After eating breakfast, packing up and dousing the morning campfire we were on our way by 8:00, driving on FR 480.We were going in the opposite direction now, heading towards its intersection with Forest Road 50. Narrow Ojo Redondo Canyon had a  little bit of water here and there provided by springs. We passed Post Office Flat, where there is an active logging operation going on( I had heard the chainsaws earlier that morning). It's amazing to me that any logging goes on in the Zuni Mountains at all given the devastation once visited upon the range. Still, it didn't look too bad. Maybe these things proceed with a little more sense nowadays.

 I had in mind two possible outings. One was to visit Cottonwood Canyon,  which,by several accounts, is one of the highlights of the Zuni Mountains: a deep, aspen lined box canyon with an intermittent stream( before  they plowed a railroad through, it was a trout stream according to Sherry Robinson). I also wanted to check out an interesting little side canyon that cuts the Lookout Mountain Rim. My friend Doug Scott had pointed it out to me, and on Google Earth it looked like it had steep sided bare rock walls, and beaver ponds.Here's what it looks like,although the access may be a don't ask, don't tell situation:
 Problems arose when I got to FR 50.  It was not of the quality of road I had been driving on. Instead it was rutted, muddy and with many large puddles of unknown depth. I drove for a ways in the direction of Cottonwood Canyon,but quickly came to the conclusion that  even if the road was not completely impassable at some point, just driving the ten or so miles to the canyon's entrance could take a couple of hours. Disappointed, I now sought to investigate the possibility of accessing the little beaver pond box canyon. Maps indicated that a block of private property blocked access to the canyon's mouth.  This isn't always an obstacle. However, the property here was fenced and posted. In addition the side roads that would get me closer seemed to be saying," you will get stuck deep in our mud." On to plan C. We drove back up FR 480 to its junction with FR 178 and headed out towards Bluewater Canyon and Lake.

 On  the front of the old Cibola National Forest map for the Mount Taylor RD, is a photo of a small stream flowing to a little pond  at the bottom of a rocky canyon. Very picturesque. Perfect. Unlike the several photos inside the map,  I couldn't see where this place was or what it was called. Drving along FR 178, looking briefly down at the map cover  again , in semi- frustration , I  said( maybe even out loud) something like" I want to go there!" And then  within a minute or two, I was looking down  at that very place( or some place very,very similar). A very happy coincidence indeed.
 At first we looked down into the  canyon from above. Then we drove down the road a bit and tried to walk up to it from the bottom. It was beautiful little canyon with running clear water and small waterfalls,but  when we failed to reach the rocky little gorge, I knew we had followed the wrong stream. Now we headed  back up and walked down to the  little stream from above. We were able to climb around and down one tier of the waterfall that was now  running below the silted in pond. The pond had been created by small dam in this narrow juncture of the stream. The lower part of the falls was still a  mystery. Walking back to the truck, I realized I didn't have my keys. After a partially panic- stricken search for the better part of a half-hour, I found them about 5 feet from the truck in plain sight.
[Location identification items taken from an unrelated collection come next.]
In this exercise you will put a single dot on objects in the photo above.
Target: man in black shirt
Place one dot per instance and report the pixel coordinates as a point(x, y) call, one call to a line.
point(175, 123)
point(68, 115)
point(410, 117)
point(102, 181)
Now I was more determined than ever to see the lower waterfall. We drove back down a short ways, and made it happen: first down the loose dirt,rocks and dead trees on the canyon sides and then a short , but very thick bushwhack through redosier dogwood and aspen saplings, walking mainly in the stream itself. Short of stature Seamus definitely had the advantage during this bit of adventure.
The falls were lovely with a deep pool of grayish green water beneath. There was one or two bits of graffiti which made me think there's got to be an easier way of getting in here. That's when I looked to my left to see an obvious path coming down from a dry side drainage. Most likely it can be accessed by climbing a small hill from above.

 Seamus and I both got into the cold water, and  then we tunneled  our way out, back up to the dry mesa and then to the truck. We then had an uneventful,but pretty drive through Bluewater Canyon. There may be trout  that are resident in here still, but I didn't see any.
Note: the labeling of the cover photo is on the back of the map and says it is Bluewater Canyon.However it looks uncannily similar to this area I stopped at which is Diener Canyon, a Bluewater tributary.